- 2012/06/18 08:36:00 PM
I disagree. Simulation and formulation need to be debugged, yes, but if you don't like looking at math, what would constitute as evidence? Math can, has been, and will be improperly constructed, but without some logical/rational evidence qualitative data means nothing. It's just hearsay.
We like looking at math. You wouldn't last very long in this gig if you didn't.
I know it seems like a Catch 22, but really I think it just illustrates that estimating DPS is not at all straightforward. If it was even moderately easy to do, everyone (including us) would know exactly what all of the targets were and how far everyone deviates from those targets.
There are two problems with simulations. One is that we just don't know if they are accurate. We could determine if they are accurate, but that takes a lot of our time (which is what I meant by debugging). In my experience, they tend to be as accurate as the dedication of the the group of players working on them. What this tends to mean is that certain specs are modeled very well and others... less so. That changes over time as the commitment of key players waxes and wanes. Several systems designers got their start in the theorycrafting community. It is one we are familiar with.

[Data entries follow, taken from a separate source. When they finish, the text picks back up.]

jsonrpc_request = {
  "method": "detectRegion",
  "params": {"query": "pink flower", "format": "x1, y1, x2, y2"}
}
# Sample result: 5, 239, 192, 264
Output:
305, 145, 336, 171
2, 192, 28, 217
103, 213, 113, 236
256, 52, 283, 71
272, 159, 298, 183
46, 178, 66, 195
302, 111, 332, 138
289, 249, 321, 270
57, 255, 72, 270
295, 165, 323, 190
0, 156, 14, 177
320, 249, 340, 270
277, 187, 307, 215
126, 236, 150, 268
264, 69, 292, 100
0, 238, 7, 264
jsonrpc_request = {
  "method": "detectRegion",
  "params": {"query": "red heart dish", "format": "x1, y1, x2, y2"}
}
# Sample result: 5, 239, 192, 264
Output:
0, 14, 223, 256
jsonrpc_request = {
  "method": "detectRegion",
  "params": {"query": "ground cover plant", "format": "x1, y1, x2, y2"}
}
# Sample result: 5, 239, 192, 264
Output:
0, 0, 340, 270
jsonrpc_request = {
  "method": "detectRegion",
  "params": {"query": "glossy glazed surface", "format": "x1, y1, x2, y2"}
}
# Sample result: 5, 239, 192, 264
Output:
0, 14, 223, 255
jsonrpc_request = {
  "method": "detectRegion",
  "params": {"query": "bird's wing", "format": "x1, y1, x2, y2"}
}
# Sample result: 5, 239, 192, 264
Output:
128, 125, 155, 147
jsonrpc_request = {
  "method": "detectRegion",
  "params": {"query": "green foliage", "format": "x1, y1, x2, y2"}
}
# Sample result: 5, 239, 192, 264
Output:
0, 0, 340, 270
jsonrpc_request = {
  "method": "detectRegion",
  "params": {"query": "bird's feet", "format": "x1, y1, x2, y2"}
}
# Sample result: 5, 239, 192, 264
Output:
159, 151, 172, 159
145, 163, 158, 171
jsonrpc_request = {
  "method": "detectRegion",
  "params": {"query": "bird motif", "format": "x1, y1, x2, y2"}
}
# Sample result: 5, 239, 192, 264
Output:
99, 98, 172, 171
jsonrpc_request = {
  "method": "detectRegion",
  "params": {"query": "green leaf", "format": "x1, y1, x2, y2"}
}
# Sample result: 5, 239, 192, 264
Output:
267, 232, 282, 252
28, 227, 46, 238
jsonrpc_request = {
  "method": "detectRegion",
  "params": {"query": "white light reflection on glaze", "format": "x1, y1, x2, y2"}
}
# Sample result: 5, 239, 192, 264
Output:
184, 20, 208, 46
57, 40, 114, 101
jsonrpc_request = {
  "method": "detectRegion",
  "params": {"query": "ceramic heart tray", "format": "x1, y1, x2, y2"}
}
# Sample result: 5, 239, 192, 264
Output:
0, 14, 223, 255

The second problem with simulations is they assume perfect gameplay on a static boss. Now on the one hand it makes more sense to do that than it does to compare DPS on every boss. It's often hard, even for the community, to decide when a fight has a gimmick versus being a legit comparison fight. On live, Ultraxion is the closest thing to a one-target fight with no movement, but even then it sprays the warriors with rage and the length of any fight has relevance because of how many times everyone's cooldowns are available. On the other hand, players tend to care more about how they can actually perform on a fight, not how they could theoretically perform on a boss that doesn't exist (unless you are in Naxxramas perhaps). As an aside, it's fun to go back and compare some of the predicted simulations for various tiers with actual parses.

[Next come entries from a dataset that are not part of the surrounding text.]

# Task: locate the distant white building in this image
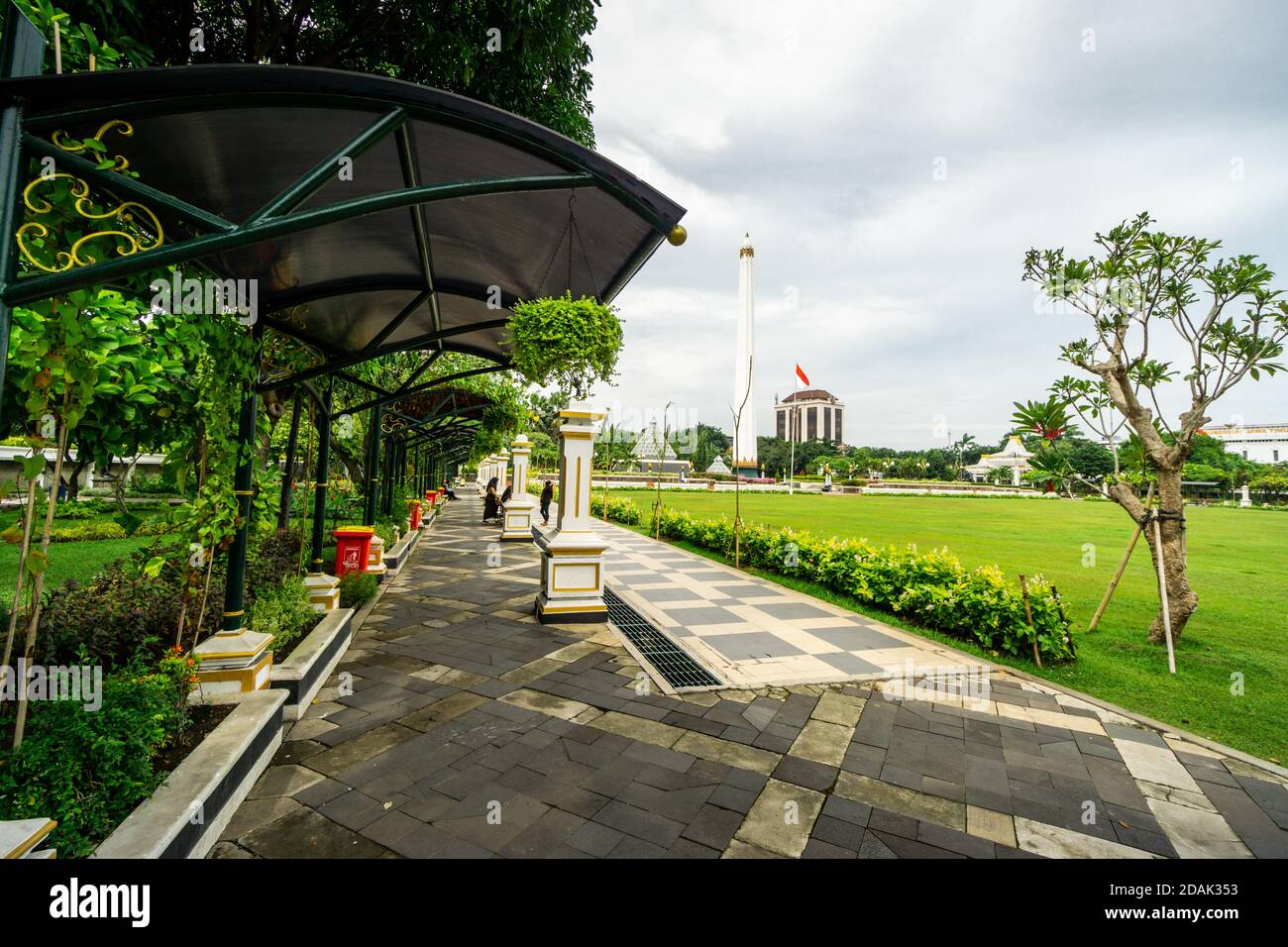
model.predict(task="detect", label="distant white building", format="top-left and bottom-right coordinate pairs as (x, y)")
top-left (631, 424), bottom-right (693, 473)
top-left (962, 434), bottom-right (1033, 487)
top-left (774, 388), bottom-right (845, 443)
top-left (1199, 424), bottom-right (1288, 464)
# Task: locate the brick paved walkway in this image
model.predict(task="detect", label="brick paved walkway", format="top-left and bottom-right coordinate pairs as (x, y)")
top-left (599, 523), bottom-right (989, 688)
top-left (213, 498), bottom-right (1288, 858)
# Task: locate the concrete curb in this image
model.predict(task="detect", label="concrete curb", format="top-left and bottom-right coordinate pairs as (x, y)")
top-left (93, 689), bottom-right (287, 858)
top-left (269, 608), bottom-right (355, 720)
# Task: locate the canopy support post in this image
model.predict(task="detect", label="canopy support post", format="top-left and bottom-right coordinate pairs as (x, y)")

I mentioned already the problem with comparing parses. They are reasonably good for comparing say rogues to mages, but terrible at comparing the various specs of rogues. The reason is because of the sampling bias, where all of the good rogues (and many of the not-so-good ones) swap specs to whatever spec the highest DPS parses use. There are some problems with this. Some of the highest DPS rotations are challenging to execute. Just because the best rogue in the world hit those numbers doesn't mean you ever can. It also doesn't mean that your DPS will go up by a certain percent just because you used his spec. Some fights just work out really well for some specs, because of adds or movement or burn phases or fight duration. Are these gimmicks that should be tossed out? At some point, you're tossing out every fight. Now to be fair, I'm not saying that Subtlety is secretly the highest DPS fight on Ultraxion and nobody knows about it. However, the delta between Sub and Combat is probably smaller than most people think. The sample size for Sub is much smaller and presumably its numbers are diluted by a lot of uninformed or lesser geared or skilled players or other people just messing around.
The best test I can come up with is to do a fight as one spec and then do the fight as another spec, trying to keep all other factors equal, and see how you do. That might be feasible in Dragon Soul today where you're likely looking for something to spice things up a bit. On the other hand, your guild leader might not want to hear on cutting-edge content "Hey, mind if I try an experiment?" :)

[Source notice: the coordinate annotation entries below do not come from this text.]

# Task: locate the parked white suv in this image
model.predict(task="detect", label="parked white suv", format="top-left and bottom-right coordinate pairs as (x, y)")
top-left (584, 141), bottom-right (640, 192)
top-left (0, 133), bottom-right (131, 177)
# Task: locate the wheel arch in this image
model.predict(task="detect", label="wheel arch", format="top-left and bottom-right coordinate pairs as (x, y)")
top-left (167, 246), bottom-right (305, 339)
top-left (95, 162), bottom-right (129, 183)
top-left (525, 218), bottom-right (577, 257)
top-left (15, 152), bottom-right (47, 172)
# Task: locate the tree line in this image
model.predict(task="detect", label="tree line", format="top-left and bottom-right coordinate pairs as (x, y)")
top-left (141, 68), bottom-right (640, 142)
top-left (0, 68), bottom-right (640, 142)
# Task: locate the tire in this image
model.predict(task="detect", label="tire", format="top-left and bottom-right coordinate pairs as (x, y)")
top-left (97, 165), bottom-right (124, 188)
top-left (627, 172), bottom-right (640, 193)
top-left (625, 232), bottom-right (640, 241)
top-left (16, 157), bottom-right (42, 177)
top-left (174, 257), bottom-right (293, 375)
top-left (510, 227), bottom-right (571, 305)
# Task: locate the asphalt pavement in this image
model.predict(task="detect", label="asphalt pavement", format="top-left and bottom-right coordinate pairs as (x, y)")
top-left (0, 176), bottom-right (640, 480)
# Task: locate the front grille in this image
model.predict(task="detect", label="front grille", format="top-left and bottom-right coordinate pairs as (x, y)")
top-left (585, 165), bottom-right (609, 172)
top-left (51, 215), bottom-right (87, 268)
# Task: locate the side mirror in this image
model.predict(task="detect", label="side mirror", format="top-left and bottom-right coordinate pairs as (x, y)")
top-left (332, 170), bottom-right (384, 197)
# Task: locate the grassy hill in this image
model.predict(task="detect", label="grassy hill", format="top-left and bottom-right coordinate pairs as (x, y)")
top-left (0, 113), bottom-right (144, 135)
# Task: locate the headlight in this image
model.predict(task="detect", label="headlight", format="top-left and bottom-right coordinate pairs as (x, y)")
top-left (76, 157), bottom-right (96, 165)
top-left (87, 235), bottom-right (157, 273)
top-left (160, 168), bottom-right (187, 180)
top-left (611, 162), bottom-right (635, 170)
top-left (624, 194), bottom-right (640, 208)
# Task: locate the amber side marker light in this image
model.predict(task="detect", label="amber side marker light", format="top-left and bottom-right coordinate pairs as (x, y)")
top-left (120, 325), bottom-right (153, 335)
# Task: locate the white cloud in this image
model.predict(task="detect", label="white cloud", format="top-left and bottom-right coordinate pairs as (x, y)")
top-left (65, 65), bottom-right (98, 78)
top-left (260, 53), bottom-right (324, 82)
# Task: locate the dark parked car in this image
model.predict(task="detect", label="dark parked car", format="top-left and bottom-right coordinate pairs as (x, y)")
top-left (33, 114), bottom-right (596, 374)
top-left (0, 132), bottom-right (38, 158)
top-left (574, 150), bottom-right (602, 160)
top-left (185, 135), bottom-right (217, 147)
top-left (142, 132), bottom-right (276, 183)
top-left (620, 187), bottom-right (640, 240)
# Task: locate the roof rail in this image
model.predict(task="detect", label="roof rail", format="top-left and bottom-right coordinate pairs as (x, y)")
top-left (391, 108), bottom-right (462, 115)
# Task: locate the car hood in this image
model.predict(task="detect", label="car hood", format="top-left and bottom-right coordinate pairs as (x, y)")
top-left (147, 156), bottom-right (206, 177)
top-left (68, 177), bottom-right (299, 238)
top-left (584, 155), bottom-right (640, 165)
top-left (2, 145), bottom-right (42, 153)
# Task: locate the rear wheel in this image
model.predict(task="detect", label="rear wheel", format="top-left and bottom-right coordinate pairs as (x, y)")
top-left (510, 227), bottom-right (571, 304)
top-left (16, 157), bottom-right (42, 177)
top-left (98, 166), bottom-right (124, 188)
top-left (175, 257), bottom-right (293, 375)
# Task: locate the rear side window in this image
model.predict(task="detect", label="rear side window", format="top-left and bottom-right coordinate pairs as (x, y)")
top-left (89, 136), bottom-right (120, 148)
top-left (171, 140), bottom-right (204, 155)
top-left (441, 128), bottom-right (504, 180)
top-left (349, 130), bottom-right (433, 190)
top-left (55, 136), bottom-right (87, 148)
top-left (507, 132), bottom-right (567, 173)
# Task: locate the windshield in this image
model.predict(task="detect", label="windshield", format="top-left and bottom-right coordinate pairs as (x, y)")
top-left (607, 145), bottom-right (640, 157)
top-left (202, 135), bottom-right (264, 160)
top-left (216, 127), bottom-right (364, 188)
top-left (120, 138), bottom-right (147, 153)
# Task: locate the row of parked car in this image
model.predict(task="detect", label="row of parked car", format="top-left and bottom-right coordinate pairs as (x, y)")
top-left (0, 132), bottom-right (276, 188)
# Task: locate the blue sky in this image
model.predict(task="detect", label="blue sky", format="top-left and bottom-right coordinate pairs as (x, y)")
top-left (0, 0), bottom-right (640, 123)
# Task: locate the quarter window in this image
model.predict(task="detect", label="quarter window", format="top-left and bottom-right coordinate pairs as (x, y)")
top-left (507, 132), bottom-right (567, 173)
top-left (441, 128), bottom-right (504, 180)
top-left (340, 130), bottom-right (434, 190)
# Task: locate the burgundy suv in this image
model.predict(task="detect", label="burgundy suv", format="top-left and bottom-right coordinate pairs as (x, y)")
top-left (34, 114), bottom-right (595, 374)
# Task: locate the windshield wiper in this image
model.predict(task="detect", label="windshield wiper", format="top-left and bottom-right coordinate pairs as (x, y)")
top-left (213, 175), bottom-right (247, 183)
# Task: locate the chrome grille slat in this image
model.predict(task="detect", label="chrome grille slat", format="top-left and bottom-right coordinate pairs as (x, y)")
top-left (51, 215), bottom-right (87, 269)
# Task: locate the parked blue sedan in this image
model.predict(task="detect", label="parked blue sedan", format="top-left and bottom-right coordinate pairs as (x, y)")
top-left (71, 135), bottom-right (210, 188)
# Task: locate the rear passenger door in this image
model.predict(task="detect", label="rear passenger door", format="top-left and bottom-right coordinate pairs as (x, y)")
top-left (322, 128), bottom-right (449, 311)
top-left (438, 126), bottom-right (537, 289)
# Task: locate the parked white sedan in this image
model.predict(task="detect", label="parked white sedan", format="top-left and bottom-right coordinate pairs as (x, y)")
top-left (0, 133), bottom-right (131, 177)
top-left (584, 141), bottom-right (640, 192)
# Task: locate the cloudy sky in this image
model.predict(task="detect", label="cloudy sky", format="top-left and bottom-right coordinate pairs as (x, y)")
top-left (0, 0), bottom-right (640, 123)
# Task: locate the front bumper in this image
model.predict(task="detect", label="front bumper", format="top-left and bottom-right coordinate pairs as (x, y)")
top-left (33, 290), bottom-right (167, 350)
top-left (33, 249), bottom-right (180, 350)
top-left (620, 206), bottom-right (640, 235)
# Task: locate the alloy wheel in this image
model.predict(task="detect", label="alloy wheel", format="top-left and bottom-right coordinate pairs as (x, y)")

As I said, it's hard. I have used the thermometer analogy before. If you want to know the temperature outside, you can use a thermometer (or more realistically, a phone app) and be pretty confident that the number you see is reasonable (72 degrees F / 22 C in SoCal at the moment, as it very often is.) There isn't a thermometer for rogue DPS. There are a lot of stats and a lot of estimations that when taken collectively can give you some idea of where things lie.
Nevertheless, if you have any numbers from beta that suggest one spec is below the others, please share them with us. We are comfortable with our testing mechanics, but they have been wrong before, and reconciling them with the numbers from other people is never a bad idea. It's really not possible to have useless data, as long as you take everything relevant into consideration as part of the analysis.